Another treat! Early access to Intro To Machine Learning videos

(Jeremy Howard) #458

You’re doing great! :slight_smile: Here’s the thing to think about: regularization penalizes coeffs that are larger. By using NB features, we don’t have to use such large coeffs to get the same result, compared to using plain binary features.

Once you’ve understood that, you’ll soon realize that NB-SVM still isn’t ideal - since we’d really like a zero coeff to represent our prior expectation as to the behavior of that feature.
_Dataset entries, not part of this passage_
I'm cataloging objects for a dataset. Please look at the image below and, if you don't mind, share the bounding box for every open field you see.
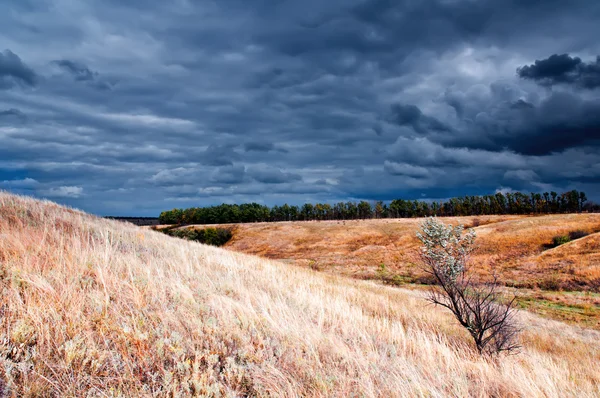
[182,214,600,329]
[0,193,600,397]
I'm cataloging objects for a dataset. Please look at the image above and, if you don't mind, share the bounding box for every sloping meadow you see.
[0,193,600,397]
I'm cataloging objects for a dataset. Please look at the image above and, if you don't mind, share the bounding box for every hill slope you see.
[0,193,600,397]
[191,214,600,292]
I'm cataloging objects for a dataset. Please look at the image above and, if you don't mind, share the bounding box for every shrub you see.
[569,229,589,240]
[417,217,520,354]
[157,227,233,246]
[552,235,571,247]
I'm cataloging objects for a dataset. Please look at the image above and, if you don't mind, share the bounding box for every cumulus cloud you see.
[248,165,302,184]
[0,178,39,189]
[517,54,600,89]
[0,49,37,89]
[42,186,83,198]
[0,0,600,215]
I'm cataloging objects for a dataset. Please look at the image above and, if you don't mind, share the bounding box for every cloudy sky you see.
[0,0,600,215]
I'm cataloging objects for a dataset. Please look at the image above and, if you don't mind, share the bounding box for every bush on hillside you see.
[552,235,571,247]
[417,217,520,354]
[158,227,233,246]
[569,229,589,240]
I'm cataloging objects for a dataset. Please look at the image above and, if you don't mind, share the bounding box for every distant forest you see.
[159,190,599,224]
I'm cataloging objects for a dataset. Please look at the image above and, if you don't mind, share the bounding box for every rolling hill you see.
[0,193,600,397]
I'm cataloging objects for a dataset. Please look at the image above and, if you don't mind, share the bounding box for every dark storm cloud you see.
[0,50,37,89]
[0,0,600,215]
[244,142,275,152]
[54,59,98,81]
[0,108,27,123]
[517,54,600,90]
[392,92,600,155]
[248,165,302,184]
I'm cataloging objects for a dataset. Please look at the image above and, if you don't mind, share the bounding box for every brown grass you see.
[0,193,600,397]
[185,214,600,330]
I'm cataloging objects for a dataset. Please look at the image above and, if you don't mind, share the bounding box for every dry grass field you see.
[0,192,600,397]
[183,214,600,329]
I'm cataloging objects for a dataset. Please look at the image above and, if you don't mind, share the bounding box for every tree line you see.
[159,190,600,225]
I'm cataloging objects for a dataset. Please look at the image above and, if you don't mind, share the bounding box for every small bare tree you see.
[417,217,520,354]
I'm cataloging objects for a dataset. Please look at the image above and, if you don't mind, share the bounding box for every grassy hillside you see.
[0,193,600,397]
[186,214,600,330]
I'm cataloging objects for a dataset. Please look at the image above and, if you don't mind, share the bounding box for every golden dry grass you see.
[191,214,600,330]
[0,193,600,397]
[203,214,600,291]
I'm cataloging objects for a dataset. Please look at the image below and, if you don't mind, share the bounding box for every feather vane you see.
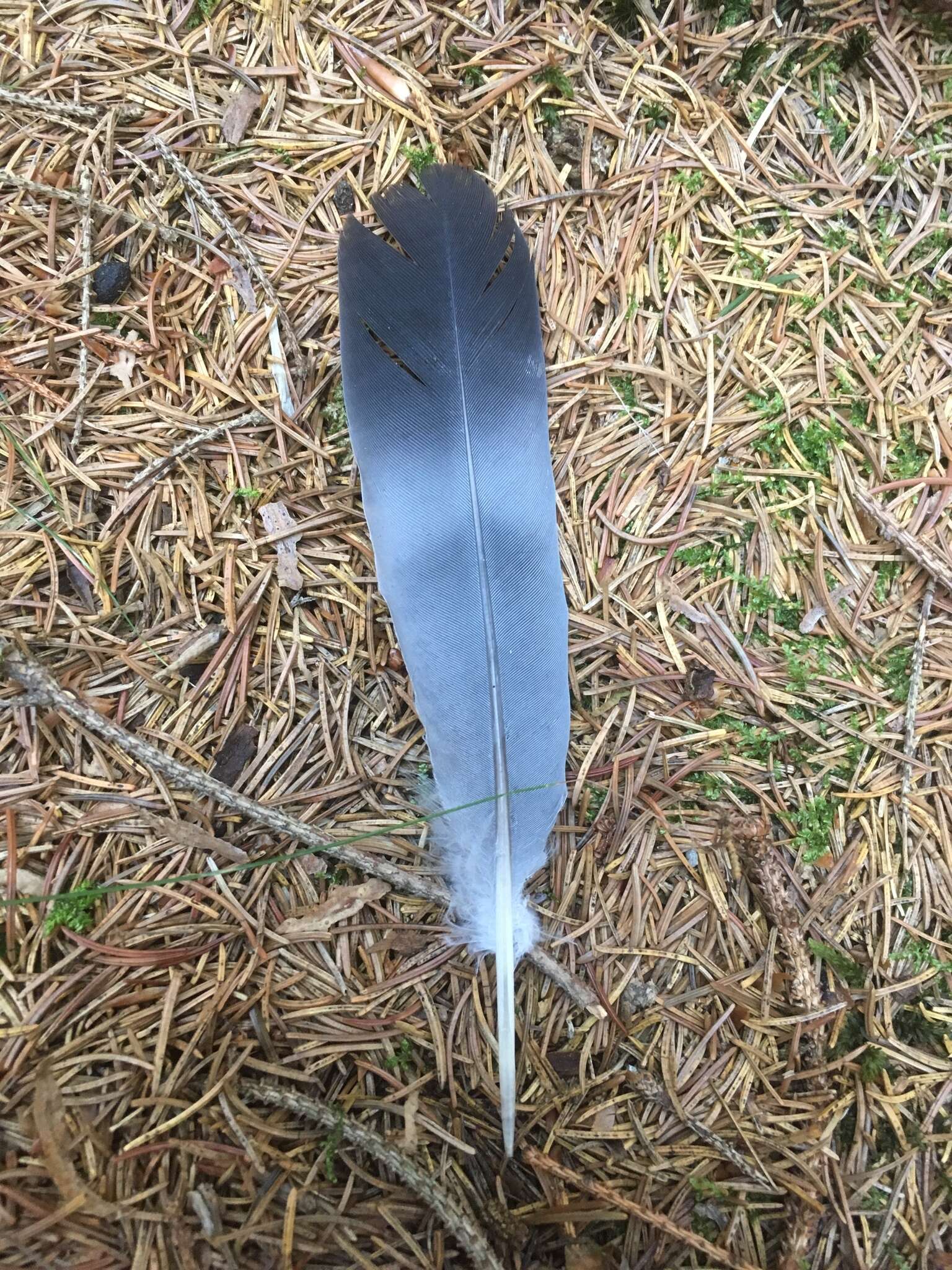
[339,166,569,1152]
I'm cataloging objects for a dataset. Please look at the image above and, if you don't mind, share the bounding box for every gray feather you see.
[339,167,569,1145]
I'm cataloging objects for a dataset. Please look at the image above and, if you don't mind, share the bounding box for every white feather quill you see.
[339,167,569,1155]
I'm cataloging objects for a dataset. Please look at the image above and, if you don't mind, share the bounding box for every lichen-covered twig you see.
[853,484,952,590]
[0,87,142,123]
[0,640,603,1017]
[155,137,303,368]
[73,164,93,446]
[0,641,448,904]
[725,815,826,1270]
[241,1083,508,1270]
[126,411,270,491]
[523,1148,756,1270]
[631,1072,774,1190]
[900,578,935,851]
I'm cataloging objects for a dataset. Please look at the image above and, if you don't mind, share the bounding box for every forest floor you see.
[0,0,952,1270]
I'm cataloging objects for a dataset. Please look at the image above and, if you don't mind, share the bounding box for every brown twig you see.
[0,641,604,1017]
[73,164,93,446]
[523,1147,757,1270]
[241,1083,503,1270]
[853,484,952,592]
[155,137,303,370]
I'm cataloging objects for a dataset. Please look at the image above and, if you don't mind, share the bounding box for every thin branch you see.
[900,578,935,868]
[155,137,303,367]
[0,87,142,123]
[0,640,603,1017]
[523,1147,757,1270]
[853,484,952,592]
[241,1083,508,1270]
[73,164,93,446]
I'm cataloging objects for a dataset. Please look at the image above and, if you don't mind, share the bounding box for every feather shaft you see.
[339,167,569,1153]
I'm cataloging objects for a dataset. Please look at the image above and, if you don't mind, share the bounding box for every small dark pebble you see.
[334,179,354,216]
[93,260,131,305]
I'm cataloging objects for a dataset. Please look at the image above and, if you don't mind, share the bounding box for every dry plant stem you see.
[901,578,935,850]
[726,815,826,1068]
[126,411,269,491]
[0,644,448,904]
[155,137,303,370]
[241,1085,503,1270]
[73,165,93,446]
[0,641,604,1018]
[853,485,952,592]
[523,1147,757,1270]
[0,171,239,260]
[0,87,142,123]
[728,815,827,1270]
[632,1072,775,1190]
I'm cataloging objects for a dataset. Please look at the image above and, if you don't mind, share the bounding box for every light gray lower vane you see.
[339,166,569,1155]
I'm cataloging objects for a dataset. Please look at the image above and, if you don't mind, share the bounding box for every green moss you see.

At that point, we can start to talk about the extension I made to NB-SVM which is the current state of the art in linear models for sentiment analysis! :slight_smile: (Which no-one has written up yet - so if you get to the point you understand this bit, you can be the first person to put it down in writing… You’re well on the way to being there.)


is there a way to follow you on twitter without being on twitter? rss to email or somesuch?
you know … just while I’m spending all my time on here learning like crazy and already being distracted by so much to read :slight_smile:

(Nilesh Garg) #461

how did you manage to solve this ?

(Aditya) #462

It’s not an error…
It always happen no matter what I do…

(Nilesh Garg) #463

You can try adding
C:\ProgramData\Anaconda3\Library\bin\graphviz in user variable section of environment variables section.

(Nilesh Garg) #464

When trying to execute

fi = rf_feat_importance(m, df_trn); fi[:10]
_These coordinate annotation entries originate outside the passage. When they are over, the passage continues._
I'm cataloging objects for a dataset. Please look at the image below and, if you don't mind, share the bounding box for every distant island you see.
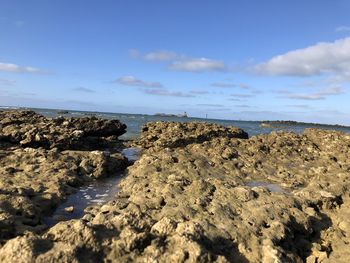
[153,112,188,118]
[260,120,350,128]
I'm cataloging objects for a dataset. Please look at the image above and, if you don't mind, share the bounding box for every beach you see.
[0,110,350,263]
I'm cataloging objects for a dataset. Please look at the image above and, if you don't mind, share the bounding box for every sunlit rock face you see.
[0,119,350,262]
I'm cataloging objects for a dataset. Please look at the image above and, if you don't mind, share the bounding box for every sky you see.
[0,0,350,125]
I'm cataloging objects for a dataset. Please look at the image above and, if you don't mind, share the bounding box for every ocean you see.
[22,108,350,139]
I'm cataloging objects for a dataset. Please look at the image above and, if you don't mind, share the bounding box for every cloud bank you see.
[0,62,43,73]
[114,75,163,88]
[255,37,350,78]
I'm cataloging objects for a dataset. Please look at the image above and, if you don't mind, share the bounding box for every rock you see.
[0,122,350,262]
[137,122,248,150]
[0,110,126,150]
[64,206,74,213]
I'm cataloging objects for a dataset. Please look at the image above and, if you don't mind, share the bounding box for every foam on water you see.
[42,148,140,227]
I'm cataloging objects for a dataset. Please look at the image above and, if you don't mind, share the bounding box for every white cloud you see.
[128,49,140,58]
[0,62,43,73]
[231,94,255,98]
[190,89,210,95]
[0,79,16,86]
[287,87,344,100]
[169,58,226,72]
[143,89,195,98]
[144,50,180,61]
[210,82,250,89]
[255,37,350,77]
[129,49,227,72]
[114,75,163,88]
[335,26,350,32]
[72,87,95,93]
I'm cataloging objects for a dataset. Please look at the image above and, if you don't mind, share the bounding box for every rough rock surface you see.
[0,120,350,263]
[136,121,248,148]
[0,110,126,150]
[0,111,128,248]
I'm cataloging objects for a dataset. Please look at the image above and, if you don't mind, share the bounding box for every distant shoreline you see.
[0,105,350,128]
[259,120,350,128]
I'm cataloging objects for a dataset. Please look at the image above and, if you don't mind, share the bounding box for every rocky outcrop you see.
[136,121,248,148]
[0,111,128,246]
[0,111,126,150]
[0,120,350,263]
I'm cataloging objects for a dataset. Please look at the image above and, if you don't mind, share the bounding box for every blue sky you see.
[0,0,350,125]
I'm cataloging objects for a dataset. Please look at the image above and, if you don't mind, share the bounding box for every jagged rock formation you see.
[0,120,350,263]
[0,111,128,248]
[0,111,126,150]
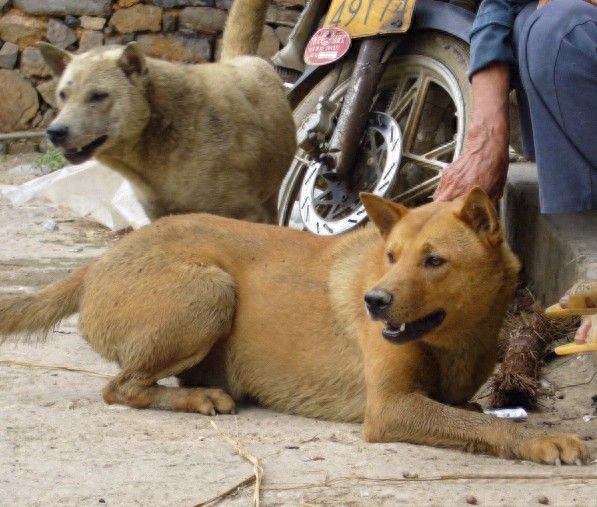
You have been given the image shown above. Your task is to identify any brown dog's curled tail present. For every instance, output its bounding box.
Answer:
[0,266,88,343]
[220,0,269,61]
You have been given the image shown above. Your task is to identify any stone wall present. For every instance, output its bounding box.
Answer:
[0,0,304,151]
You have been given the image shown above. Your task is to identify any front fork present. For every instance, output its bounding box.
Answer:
[320,36,398,184]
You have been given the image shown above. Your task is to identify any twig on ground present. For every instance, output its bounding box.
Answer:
[210,421,263,507]
[195,475,256,507]
[262,474,597,491]
[0,359,113,378]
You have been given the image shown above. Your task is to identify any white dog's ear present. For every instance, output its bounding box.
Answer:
[118,42,147,77]
[36,42,72,77]
[359,192,408,239]
[457,187,504,247]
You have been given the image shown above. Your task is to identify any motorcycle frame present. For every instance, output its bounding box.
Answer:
[288,0,475,109]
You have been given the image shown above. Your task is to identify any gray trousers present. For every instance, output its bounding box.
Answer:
[513,0,597,213]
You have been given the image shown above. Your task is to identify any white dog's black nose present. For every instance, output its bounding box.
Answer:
[365,289,394,318]
[46,125,68,146]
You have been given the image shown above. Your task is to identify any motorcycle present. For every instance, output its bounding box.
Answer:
[272,0,477,235]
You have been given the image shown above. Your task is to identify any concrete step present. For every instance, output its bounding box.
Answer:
[501,163,597,305]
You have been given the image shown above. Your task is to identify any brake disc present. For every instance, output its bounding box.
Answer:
[299,111,402,236]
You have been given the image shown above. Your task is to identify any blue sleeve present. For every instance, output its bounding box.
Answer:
[469,0,532,77]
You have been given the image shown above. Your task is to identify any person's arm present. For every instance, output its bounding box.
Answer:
[434,62,510,200]
[434,0,529,200]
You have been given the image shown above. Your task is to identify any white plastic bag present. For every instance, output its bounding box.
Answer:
[0,160,149,231]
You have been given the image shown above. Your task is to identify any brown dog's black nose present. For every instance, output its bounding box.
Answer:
[365,289,394,318]
[46,125,68,146]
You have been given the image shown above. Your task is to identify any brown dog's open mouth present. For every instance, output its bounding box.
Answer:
[382,310,446,343]
[64,136,108,164]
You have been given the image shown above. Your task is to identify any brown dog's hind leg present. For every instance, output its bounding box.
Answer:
[88,263,236,415]
[103,372,235,415]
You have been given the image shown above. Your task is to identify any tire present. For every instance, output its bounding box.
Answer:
[278,31,472,232]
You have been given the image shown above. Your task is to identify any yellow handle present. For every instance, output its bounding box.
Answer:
[553,342,597,356]
[543,303,596,319]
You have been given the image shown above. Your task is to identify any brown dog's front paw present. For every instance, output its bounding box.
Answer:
[193,388,235,415]
[516,434,590,465]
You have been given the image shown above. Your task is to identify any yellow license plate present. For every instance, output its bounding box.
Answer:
[323,0,416,38]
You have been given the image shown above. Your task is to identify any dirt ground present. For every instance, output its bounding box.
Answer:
[0,159,597,507]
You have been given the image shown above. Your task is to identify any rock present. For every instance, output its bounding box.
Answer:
[0,9,47,49]
[122,32,135,44]
[20,48,52,77]
[80,16,106,30]
[162,11,178,33]
[0,42,19,69]
[43,220,59,232]
[0,69,39,132]
[257,25,280,60]
[78,30,104,53]
[37,79,57,109]
[110,4,162,33]
[137,34,211,63]
[13,0,112,16]
[64,14,81,28]
[179,7,226,34]
[148,0,214,9]
[265,5,301,27]
[46,18,77,49]
[276,26,292,46]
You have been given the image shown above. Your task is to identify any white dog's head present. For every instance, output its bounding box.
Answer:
[38,42,150,164]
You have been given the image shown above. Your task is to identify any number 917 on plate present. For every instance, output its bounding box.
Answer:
[324,0,416,39]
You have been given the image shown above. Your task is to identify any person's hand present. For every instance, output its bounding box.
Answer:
[433,125,508,201]
[433,62,510,201]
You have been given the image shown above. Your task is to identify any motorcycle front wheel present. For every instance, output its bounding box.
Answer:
[278,32,472,234]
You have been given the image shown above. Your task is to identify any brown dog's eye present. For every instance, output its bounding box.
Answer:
[87,92,108,102]
[424,255,446,268]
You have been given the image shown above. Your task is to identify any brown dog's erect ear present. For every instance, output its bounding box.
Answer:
[118,42,147,77]
[359,192,408,239]
[36,42,72,77]
[458,187,504,247]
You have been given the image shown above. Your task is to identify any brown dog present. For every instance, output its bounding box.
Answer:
[39,0,296,223]
[0,189,588,463]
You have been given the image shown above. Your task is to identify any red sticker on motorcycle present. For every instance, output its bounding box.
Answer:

in Feature Importance section of Notebook 2 “lesson2-rf_interpretation” I am getting :

ValueError: arrays must all be same length.

(Aditya) #465

Your full notebook will help…

(Chamin Nalinda) #466

Hi all,
I’m while attempting the Kaggle competition[1] “House Prices: Advanced Regression Techniques”. I pretty much follow the exact same approach and I managed to obtain a score of 0.94 with RandomForestRegressor. My next step was to use test data set (this competition provides both training and test data separately). I pretty much did the exact same things to the test data before using predict() function to predict the values. When I try to apply the predict function to test set I get the following error “ValueError: could not convert string to float: ‘Normal’

I appreciate your help in resolving this issue.
Thanks !


(Aditya) #467

We need to do all.the pre processing steps which you did for training set…

Like traincats, proc-df etc…

Also in this particular dataset,
proc_df will not work as we want…

(Check out the columns on which you have trained your model.and what you are testing your model with…)


Does it make sense now to have a ML part on the forum (like DL part1 , DL part2)?
It seems like ML could have at least 4 wiki style posts for topic based questions, rather than them all coming as comments here

(Aditya) #469

It’s already there but isn’t public…


oh… wishing I was in on that :slight_smile:

(Ahmad Arib) #471

Me too man, perhaps we should enroll in USF master program next academic year, haha.

Ah anyway, did anyone of you guys tried Random Forest Classifier using fastai?
Or any resource to read, any implementation, any notebook sample I could see?
Just finish Random Forest Regressor for my own problem, now I had classification problem for structured data, wanna give Random Forest Classifier a shot, but, lost direction, haha, please advise.


no. but if you’ve figured out fastai with regressor, and need to move to classifier then along with shift-tab on the fastai classifier function, you can look at any sklearn docs on classifiers.

if you’re stuck on specific code / calls, put it here (or stack overflow etc)


Is this a Windows thing? I’m getting it on another data set. The slow method works

(Aditya) #475

Yes it’s on Windows and the best thing is sometimes you see this warning like of thing and sometimes nothing…

Haven’t dig further as I can’t interpret the warning…


@jeremy - do you know if anyone has had the parallel tree fastai implementation succeed under Windows?

#477 has a nice overview of common gotchas, that can be confusing to Python newcomers

(Jed) #478

Where can I find a notebook used in lesson 3?
Lessons 2 and 3 from github contain buldozers data set while Lesson 3 on youtube is focused on groceries data.

Could you please update github with the missing notebook?


(Jeremy Demlow) #479

I have made it to Lesson 8 and everything in the fastai repo has worked perfectly up to this point. I have a windows 10 machine with 64 bits. I have read many forums that this maybe something that will work once pytorch comes out with a windows version. I have a paperspace account, where this works fine, but would love to be able to have it work on my machine locally.

I have come across an issue of: DLL Load Failed and this has to do with torch_imports and the import

What i have tried:

Reinstalling the fastai to see if that is the problem using

I also have spacy downloaded, but i am not sure if thats the answer because i don’t know how to use the spacy environment.

There was a similar question to this on an installation page and these were to the two answers and i am unsure on how to set PYTHONPATH=/path to the fastai directory

I also have created the custom AI kernel to see if that would work

If there is any advice on where to go from here it would be greatly appreciated.